Natürlich waren es die Beatles, nie die Stones. Und Elvis. - Zuerst aber war die Country-Music. Weil mein ältester Freund «aus dieser Ecke» kam und mich total infizierte. Aber immer mit dabei waren Boogie Woogie, Swing & Blues. - Zum Hören, Tanzen oder einfach nur Geniessen.
KURZGESCHICHTE DES BOOGIE-WOOGIE & BLUES PIANOS Von Chris Conz | chris@chrisconz.ch
Wie kommt es zustande, dass trotz der heutigen Medienüberflutung die Stilrichtung des klassischen Boogie Pianos immer noch eine so große Fan-Gemeinde findet? Wer einmal ein richtiges Boogie-Konzert miterleben durfte, wird es verstehen:
“Boogie ist ein zwölftaktiges Antidepressivum, das den Zuhörer automatisch in gute Laune versetzt. Boogie-Woogie gilt als die heißeste Musik, die je für das Klavier erfunden wurde”, lautet ein Zitat von Boogie-Woogie König Axel Zwingenberger.
Auch zurückhaltendes Publikum taut spätestens nach dem ersten Chorus auf. Die echten Boogie Fans dagegen sind schon beim Erscheinen des Boogie-Pianisten “aus dem Häuschen”. Sie ziehen direkt mit: Zwischenapplaus, Pfeifen und Mitswingen sind angesagt. Ansteckender kann Klaviermusik kaum sein. Boogie Laune entsteht durch die einmalige Mischung aus Kraft, Swing, Frische und Blues, sehr rhythmisch, vorwärts gerichtet und scharf akzentuiert, zwischendurch verträumt - melancholisch, aber nie kitschig oder sentimental.

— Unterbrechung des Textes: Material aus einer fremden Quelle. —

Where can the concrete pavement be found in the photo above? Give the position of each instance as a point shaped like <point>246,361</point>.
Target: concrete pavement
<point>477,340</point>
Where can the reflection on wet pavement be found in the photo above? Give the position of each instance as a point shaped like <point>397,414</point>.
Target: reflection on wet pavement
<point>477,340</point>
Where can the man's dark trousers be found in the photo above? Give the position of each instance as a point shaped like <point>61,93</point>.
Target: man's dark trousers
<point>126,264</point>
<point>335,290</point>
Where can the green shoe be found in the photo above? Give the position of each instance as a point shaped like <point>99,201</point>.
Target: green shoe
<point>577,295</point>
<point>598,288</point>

USA, Texas, um 1900: Es ist das Zeitalter der Eisenbahnen. Schwarze, rhythmisch dröhnende und grell pfeifende Ungetüme, die vor allem eins brauchen: Holz. Holz zum Heizen, Holz für Schienen, Holz für Brücken. Der Osten von Texas hat Holz. Riesige Kieferwälder bedecken große Teile des Landes. Kiefern, die nicht nur Holz liefern, sondern deren Harz auch die Basis für Terpentinöl darstellt, dass hier abgezapft, in Fässer (Barrels) abgefüllt und in sog. Barrelhouses zwischengelagert wird. Die Arbeit ist hart. Bäume werden nach wie vor von Hand gefällt, zerteilt und mit Hilfe von Pferden und Ochsen bis zur nächsten Bahnstation abtransportiert. Freizeit gibt es nur Nachts und am Wochenende.

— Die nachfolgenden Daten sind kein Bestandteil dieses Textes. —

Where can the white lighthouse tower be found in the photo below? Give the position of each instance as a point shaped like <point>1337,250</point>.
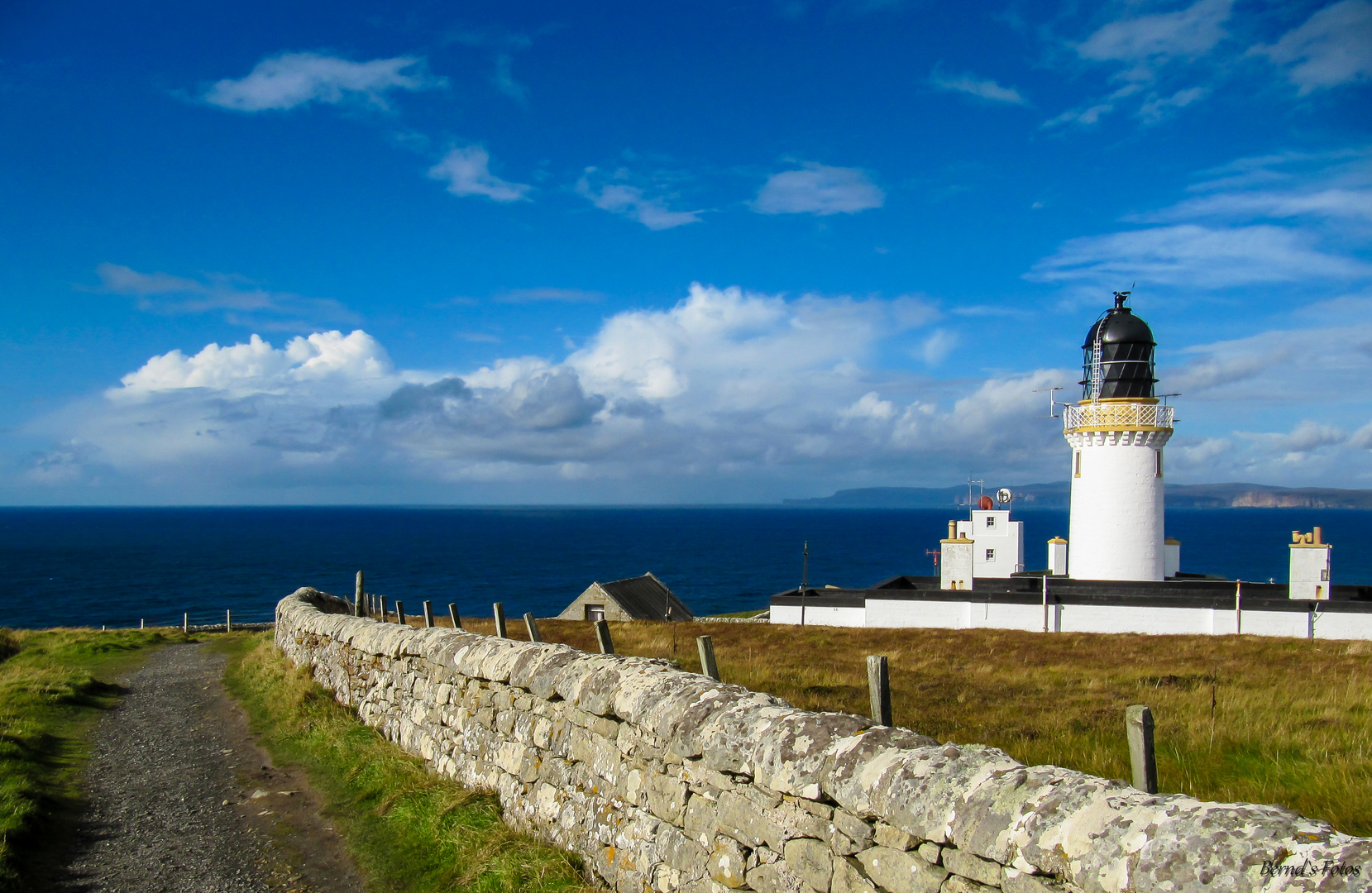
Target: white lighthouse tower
<point>1117,434</point>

Als Ausgleich hatten sie Glücksspiele, Prostitution, Alkohol und natürlich die Musik. Nachts verwandelten sich diese „Fasshäuser“ in billige Spelunken, in denen bis früh in die Morgenstunden gefeiert wurde. Die Pianisten zogen von Lager zu Lager und verdienten so ihr bescheidenes Geld für acht Stunden Klavierspiel.
Im Lärm dieser meist übervölkerten Kneipen, so heißt es, habe der Pianist, der für die Unterhaltung der Gäste zu sorgen hatte, jeweils Mühe gehabt, sich lautstärkemässig durchzusetzten. Aus diesem Grund sei ein besonderer Stil erfunden worden, Barrelhouse eben, der sich durch einen starren, gehämmerten Bass und durch ebenso gehämmerte, lautstarke Staccati der rechten Hand ausgezeichnet habe. Der Name Boogie-Woogie gab es zu dieser Zeit noch nicht. Man nannte diese Art von Musik „Barrelhous-Piano“. (Bild: Barrelhouse ca. 1930s. From the B&R Archives)
Wie der echte „Südstaaten Klavierstil“ klingen sollte, zeigten den Großstadt-Musikern u.a. die Geschwister Thomas, die den Ursprung des Boogie von Texas nach Chicago brachten: George Thomas, Hersal Thomas und deren Schwester Sippie Wallace. In die Geschichte ging vor allem das Wunderkind Hersal Thomas (Bild) ein, der 1924, im Alter von 14 Jahren, eine Klavierrolle mit einem wegweisenden Klavierstück „The Fives“ einspielte. Klavierrollen sind gelochte Papierbänder in denen die Musik „gespeichert“ ist. Diese wurden für die automatisch spielenden Klaviere benutzt und waren dazumal sehr verbreitet.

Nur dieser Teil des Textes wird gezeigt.